Fragile my crystal ball shattered on the ground
Fragile la mia sfera di cristallo frantumata a terra

       Fragile-Lacuna Coil

 

Scivola tra le mani eterea senza peso la sfera di cristallo che racchiude dentro sé quel mondo fatto della stessa materia dei sogni  fragili pronti a frantumarsi se sfiorati dal reale prosaico.
Ed è prosaico e poetico insieme questo universo cartoon che Sergio Piano traccia nel suo Detempest andato in scena venerdì 4 dicembre 2009 alla Vetreria di Pirri. Questo Piano-Prospero, che prospero lo è sul serio nell’offrire agli spettatori, attenti e presenti i suoi allievi, quegli “intrepidi monelli” che in questi tempi, in cui i warholiani 15 minuti sono troppo pochi, si muovono nell’ombra: poco appariscenti, per niente presenzialisti, insufficientemente presuntuosi, questi giovani attori costituiscono patrimonio confermato
(vedi per amore di sarah) di un teatro che senza rombi di tuono si avventura per strade difficili e oltremodo battute, creando spettacoli di rara intensità. Siamo ancora lontani da una certa pulizia formale (a volte gli equilibri di palco si perdono qua e là e certe forzature interpretative, come l’Ariele di Alice Corgiolu e il Calibano di Valeria Stori, nonostante la buona volontà delle attrici, sconfinano nella macchietta piuttosto che nel grottesco shakesperiano) ma d’altronde si tratta ancora di una “indagine” che promette ulteriori mirabolanti sviluppi.

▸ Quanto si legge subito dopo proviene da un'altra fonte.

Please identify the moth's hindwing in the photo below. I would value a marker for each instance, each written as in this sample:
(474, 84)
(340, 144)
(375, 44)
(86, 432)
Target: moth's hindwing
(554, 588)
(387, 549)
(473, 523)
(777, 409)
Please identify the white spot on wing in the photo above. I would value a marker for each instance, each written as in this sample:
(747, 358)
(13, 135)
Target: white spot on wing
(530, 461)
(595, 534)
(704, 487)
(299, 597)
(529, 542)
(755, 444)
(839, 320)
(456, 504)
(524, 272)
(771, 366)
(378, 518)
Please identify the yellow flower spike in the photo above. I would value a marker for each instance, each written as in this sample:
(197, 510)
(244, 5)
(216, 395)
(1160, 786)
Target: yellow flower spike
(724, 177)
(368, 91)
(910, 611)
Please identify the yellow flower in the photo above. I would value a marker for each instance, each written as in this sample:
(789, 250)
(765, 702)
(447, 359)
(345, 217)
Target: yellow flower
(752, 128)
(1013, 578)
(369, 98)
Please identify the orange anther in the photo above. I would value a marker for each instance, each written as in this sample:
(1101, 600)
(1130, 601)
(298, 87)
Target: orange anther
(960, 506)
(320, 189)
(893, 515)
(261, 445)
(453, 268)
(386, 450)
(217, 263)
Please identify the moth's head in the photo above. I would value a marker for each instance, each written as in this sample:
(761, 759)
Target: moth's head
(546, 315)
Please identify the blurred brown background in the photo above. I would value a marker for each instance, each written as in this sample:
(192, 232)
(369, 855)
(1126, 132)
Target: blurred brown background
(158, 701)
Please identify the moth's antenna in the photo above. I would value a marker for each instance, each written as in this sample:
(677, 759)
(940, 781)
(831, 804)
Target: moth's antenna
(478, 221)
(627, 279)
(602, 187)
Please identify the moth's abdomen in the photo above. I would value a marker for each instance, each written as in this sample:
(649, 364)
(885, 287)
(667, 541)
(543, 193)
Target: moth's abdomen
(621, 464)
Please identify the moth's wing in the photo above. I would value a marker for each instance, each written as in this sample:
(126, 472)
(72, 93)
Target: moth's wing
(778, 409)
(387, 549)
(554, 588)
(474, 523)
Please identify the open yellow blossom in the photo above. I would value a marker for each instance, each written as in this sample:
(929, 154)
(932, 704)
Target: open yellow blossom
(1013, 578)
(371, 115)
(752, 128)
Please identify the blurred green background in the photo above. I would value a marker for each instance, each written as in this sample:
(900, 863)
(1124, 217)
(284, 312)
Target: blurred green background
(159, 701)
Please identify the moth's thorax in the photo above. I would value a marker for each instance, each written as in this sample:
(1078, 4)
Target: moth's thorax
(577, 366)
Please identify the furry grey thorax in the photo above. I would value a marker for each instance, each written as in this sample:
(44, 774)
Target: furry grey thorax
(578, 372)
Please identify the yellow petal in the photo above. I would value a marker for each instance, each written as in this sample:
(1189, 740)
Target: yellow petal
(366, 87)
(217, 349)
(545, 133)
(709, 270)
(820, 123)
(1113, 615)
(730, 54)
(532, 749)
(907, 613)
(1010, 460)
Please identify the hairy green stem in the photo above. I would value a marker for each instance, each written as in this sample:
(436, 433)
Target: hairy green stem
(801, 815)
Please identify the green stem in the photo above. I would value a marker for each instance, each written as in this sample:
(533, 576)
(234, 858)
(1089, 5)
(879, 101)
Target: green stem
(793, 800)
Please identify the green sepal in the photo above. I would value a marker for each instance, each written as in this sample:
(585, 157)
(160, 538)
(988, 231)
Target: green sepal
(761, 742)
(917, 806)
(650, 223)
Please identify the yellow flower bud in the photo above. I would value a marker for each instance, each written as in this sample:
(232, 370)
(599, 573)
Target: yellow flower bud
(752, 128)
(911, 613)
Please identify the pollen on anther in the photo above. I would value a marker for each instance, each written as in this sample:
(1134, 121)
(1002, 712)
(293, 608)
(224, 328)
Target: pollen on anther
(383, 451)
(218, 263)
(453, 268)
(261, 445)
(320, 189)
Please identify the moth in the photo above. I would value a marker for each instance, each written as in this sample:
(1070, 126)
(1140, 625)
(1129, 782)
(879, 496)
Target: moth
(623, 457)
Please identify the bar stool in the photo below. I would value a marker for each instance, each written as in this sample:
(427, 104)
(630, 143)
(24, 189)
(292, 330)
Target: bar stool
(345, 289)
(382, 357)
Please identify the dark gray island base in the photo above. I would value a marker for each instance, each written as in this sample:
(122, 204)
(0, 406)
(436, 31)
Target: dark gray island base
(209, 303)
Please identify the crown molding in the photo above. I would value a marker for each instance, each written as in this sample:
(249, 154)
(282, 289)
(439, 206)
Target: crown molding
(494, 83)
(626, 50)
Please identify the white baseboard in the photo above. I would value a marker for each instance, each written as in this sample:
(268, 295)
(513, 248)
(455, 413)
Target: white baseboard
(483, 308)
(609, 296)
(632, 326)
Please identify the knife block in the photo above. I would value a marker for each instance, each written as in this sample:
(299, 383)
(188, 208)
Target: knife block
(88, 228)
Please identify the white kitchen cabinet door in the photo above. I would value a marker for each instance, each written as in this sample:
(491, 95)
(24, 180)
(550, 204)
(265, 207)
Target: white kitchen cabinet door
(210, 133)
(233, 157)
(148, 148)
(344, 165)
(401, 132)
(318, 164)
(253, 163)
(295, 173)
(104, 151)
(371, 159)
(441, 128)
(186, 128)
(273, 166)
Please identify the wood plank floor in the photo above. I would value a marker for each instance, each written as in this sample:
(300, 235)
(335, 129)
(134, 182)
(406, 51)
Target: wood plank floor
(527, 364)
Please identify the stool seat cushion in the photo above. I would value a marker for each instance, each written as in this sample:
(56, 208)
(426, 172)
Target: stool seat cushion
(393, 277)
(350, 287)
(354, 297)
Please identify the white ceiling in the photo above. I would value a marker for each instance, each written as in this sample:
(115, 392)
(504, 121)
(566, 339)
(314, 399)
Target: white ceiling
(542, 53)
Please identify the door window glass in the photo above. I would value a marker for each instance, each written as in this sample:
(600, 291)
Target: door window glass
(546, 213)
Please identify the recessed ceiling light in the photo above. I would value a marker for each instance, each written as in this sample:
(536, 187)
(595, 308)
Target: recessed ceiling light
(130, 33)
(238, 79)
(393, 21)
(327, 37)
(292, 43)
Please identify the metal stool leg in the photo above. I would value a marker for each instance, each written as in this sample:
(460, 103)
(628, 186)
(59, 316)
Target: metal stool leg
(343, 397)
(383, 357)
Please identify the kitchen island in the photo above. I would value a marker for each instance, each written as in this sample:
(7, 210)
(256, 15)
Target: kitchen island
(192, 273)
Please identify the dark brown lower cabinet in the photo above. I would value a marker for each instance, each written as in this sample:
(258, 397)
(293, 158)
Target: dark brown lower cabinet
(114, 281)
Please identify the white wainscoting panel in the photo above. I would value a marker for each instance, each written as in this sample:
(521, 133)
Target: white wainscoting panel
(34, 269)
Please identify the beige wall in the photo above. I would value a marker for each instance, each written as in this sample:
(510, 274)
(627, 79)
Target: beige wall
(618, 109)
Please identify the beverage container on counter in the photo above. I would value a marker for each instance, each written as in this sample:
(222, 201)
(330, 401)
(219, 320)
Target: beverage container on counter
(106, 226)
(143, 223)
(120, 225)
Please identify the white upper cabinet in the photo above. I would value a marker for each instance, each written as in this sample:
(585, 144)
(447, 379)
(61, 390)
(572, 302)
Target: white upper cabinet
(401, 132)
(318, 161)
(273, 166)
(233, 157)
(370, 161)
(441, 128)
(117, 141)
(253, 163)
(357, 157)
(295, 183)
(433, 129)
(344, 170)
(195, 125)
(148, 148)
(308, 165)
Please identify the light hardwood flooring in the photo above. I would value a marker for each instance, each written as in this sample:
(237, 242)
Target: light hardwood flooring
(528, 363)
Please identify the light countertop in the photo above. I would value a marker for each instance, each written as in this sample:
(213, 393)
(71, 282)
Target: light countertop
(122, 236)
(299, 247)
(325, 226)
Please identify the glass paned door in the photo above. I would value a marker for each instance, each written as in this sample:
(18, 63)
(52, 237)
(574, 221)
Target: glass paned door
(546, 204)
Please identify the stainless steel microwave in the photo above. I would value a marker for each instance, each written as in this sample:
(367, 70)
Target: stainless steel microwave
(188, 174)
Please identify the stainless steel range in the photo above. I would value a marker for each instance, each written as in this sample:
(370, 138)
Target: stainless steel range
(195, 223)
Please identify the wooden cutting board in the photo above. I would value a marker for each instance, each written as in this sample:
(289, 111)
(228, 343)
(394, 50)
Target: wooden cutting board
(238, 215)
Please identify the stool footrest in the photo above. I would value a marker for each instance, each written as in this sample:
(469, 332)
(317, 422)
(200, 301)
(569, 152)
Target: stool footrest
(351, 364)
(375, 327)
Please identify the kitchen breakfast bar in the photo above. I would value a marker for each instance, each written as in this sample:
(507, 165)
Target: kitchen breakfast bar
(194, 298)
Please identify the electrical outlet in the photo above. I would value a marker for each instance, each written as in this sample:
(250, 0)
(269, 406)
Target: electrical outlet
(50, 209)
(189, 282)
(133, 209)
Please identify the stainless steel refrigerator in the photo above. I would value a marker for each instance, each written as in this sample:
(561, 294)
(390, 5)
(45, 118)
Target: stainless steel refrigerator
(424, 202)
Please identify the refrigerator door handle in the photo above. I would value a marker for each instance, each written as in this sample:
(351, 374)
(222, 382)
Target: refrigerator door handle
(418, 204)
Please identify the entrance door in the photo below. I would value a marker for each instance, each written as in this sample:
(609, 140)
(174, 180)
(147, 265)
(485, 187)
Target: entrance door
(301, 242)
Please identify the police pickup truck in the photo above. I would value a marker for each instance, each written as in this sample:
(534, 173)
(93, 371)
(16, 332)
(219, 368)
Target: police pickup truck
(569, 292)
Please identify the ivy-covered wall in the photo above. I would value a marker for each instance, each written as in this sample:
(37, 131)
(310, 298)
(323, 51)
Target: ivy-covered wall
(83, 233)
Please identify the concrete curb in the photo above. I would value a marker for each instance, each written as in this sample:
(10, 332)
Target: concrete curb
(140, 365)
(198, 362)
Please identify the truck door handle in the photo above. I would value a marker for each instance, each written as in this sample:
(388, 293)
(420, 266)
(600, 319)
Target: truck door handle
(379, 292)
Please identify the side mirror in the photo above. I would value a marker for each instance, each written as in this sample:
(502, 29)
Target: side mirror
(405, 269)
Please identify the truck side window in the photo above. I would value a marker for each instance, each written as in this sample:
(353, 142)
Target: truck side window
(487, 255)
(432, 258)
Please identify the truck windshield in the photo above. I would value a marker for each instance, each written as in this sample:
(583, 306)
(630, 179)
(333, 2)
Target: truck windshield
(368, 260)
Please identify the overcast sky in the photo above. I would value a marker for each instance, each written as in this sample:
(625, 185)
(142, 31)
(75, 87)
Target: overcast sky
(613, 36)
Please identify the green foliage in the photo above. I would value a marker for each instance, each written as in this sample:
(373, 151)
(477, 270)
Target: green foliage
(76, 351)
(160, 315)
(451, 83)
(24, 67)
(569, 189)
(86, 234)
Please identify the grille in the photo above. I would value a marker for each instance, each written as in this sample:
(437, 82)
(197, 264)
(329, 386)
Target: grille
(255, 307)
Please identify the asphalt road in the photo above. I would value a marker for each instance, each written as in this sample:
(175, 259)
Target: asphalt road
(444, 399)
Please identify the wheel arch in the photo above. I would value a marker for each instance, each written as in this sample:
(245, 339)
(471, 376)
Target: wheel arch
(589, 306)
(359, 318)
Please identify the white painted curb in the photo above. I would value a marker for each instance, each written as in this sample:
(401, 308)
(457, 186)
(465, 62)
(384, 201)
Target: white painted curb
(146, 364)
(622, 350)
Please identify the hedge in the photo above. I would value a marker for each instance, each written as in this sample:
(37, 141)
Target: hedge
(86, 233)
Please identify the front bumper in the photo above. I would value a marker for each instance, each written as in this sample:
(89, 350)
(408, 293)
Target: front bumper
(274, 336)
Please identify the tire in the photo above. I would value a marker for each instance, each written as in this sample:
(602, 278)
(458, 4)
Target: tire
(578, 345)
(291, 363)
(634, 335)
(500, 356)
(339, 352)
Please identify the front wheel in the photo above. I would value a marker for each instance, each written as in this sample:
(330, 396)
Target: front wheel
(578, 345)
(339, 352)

Nondimeno certe intuizioni (perché definirle “trovate” significherebbe sminuire il valore delle stesse) lasciano segno indelebile per una certa spontanea “genialità”: la Sicorace di Carla Demuro è esilarante, confinata in un quadro dal quale non dovrebbe mai uscire, perché quel contrasto tra la mobilità “limbica” (nel senso di limba sarda) del personaggio e la costrizione fisica è vincente; la scena degli innamorati, protagonisti i bravi Alessandro Vacanti (Ferdinando) e Sara Scioni (Miranda), è un gioiello di inventiva, esaltata dall’espressività dei due attori, comicamente tragici/tragicamente comici in un bianco e nero “a colori” che cita abilmente,  senza tradirli, i capolavori del cinema muto delle origini. E in un continuo gioco di rimandi, citazioni ed autocitazioni ecco la vera rivelazione della serata: Eliana Ruvioli (Trinculo- Sebastiano) e Michele Maggio (Stefano- Antonio), bravi nel ricordare/ricordarci le velleità rocambolesche di Totò e Peppino, i desideri impacciati di Troisi e Arena, le vaghezze inesplorate di Cochi e Renato e bravissimi nel trasportarci dentro quella sfera di cristallo ovattato dove tutto si crea e niente si distrugge, dentro quel teatro dove l’attore e non l’orpello scenico (che troppo spesso nasconde la mediocrità ma non la rimuove) fa lo spettacolo, dentro quella dimensione che annulla il tempo e che ti fa dire, quando tutto finisce, che è troppo presto, che ne vuoi ancora, che ne hai bisogno,  perché ti fa rendere felicemente conto del fatto che c'è ancora qualcuno in grado di rendere concreto il sogno.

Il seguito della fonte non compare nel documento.